Saturday, March 15th, 2008

Yahoo! last week announced that it’s going to start indexing semantic data, including support for certain microformats.

Bibleref isn’t one of those microformats. Should Bibleref proponents lobby Yahoo! to index Bibleref, or should Bibleref change its syntax to be compatible with RDFa or another semantic web standard?

Background

Earlier, Sim.plified.com noted a Yahoo! semantic-web announcement and mused about the possibility of using the Yahoo! engine for Bibleref.

Then David Peterson, author of a Sitepoint article about the earlier Yahoo! announcement, wrote a comment that encapsulates the chicken/egg problem inherent in getting a new microformat off the ground:

Currently the search engine only indexes 3 microformats (hCard, hCalendar, hReview). So if you started indexing your hBible [i.e., Bibleref] it wouldn’t pick it up.

The problem with microformats is that each time a new one is created the search indexer needs to develop a custom extractor to make sense of your microformat. That is why Yahoo microsearch is only indexing 3 of the most popular format.

So what should Bibleref’s proponents do? It’s possible we could convince Yahoo! to index Bibleref, giving it the traction it needs to take off. However, I wouldn’t necessarily expect Yahoo! to do a good job understanding the data, in part because of the looseness of the standard (which I see as a good thing). And if Yahoo! doesn’t understand it well, then search results based on Bibleref won’t be very high quality. But a lot depends on how Yahoo! exposes the data. (And they may not even want to index Bibleref.)

RDFa

Another possibility is to change Bibleref to be compatible with RDFa, an emerging standard that Yahoo! does understand. The RDFa syntax fits Bibleref well:

  1. <a property="br:ref" href="#">John 3:16-17</a>
  2. <span property="br:ref" content="John 3:16-17">God loves us</span>

Compare to standard Bibleref markup:

  1. <a class="bibleref" href="#">John 3:16-17</a>
  2. <cite class="bibleref" title="John 3:16-17">God loves us</cite>

As you can see, the markup is similar. However, it still has some problems: neither example provides an unambiguous machine-readable representation that would allow an unspecialized search engine like Yahoo! to extract meaning.

I’m not entirely sure whether that’s a problem in either the current or RDFa flavors of Bibleref. Yahoo! plans to release tools to let developers build on semantic search data, so Yahoo!’s inability to understand something may not necessarily matter. (Without enforcing a formal representation, such as an OSIS identifier, one Bible passage can have any number of representations—the “John 3:16” vs. “Jn 3.16” problem.) It’s too early to tell.
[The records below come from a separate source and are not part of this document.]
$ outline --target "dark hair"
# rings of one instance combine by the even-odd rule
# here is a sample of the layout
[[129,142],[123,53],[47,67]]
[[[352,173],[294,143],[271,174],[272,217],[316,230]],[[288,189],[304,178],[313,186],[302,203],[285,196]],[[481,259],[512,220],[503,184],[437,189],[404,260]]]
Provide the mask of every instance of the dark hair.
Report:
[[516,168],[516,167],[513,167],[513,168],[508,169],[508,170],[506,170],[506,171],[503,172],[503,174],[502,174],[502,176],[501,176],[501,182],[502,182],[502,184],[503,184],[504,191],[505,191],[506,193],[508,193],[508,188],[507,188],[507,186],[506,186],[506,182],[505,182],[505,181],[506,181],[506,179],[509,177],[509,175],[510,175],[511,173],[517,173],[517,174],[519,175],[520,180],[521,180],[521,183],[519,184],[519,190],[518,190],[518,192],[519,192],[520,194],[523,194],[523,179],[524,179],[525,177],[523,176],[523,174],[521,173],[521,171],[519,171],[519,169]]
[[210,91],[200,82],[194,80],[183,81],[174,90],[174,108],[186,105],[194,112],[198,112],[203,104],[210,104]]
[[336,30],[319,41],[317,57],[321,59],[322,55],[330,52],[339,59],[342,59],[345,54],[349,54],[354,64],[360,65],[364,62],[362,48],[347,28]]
The second example, with an explicit content attribute, can provide a formal, machine-readable representation of a Bible reference (like an OSIS identifier). But providing one is a lot more work for software that lets people write documents using Bibleref—it needs to understand references and create such identifiers. But would retaining the looseness of the current Bibleref standard defeat the purpose of using RDF, which thrives on strict interoperability?

Again, I don’t know. A lot depends on the tools and API that Yahoo! is making available.

But the central question is whether Bibleref syntax should move to be compatible with RDFa. The advantage is automatic pickup by new semantic search engines. The disadvantages are the syntax change and increased complexity (including DOCTYPE and namespace changes that I haven’t discussed here). It may be too early to tell.

Microformats Invert Assumptions

Monday, September 3rd, 2007

Tantek Çelik has thoughts on how microformats invert conventional approaches to problem-solving. (He invented the term “microformat,” so you can call him an expert on the subject.)

I want to talk about how the proposed bibleref microformat follows each of the assumptions Tantek lists.

“Solve small specific problems rather than big problems…. By focusing on those rather than the big hard problems we get more done, and we learn important lessons (and perhaps even create a few building blocks) that make solving the harder problems easier.” An example of a big problem is the one posed by Axel about book-chapter-verse references not being unique identifiers because of different versification schemes. To my knowledge, only Logos has solved this problem, and they need a 57-MB data backend to support it. (57 MB != small problem.) It’s great that Axel brought up this problem; it’s an excellent one to solve, but it’s beyond the scope of a microformat solution—at least for now.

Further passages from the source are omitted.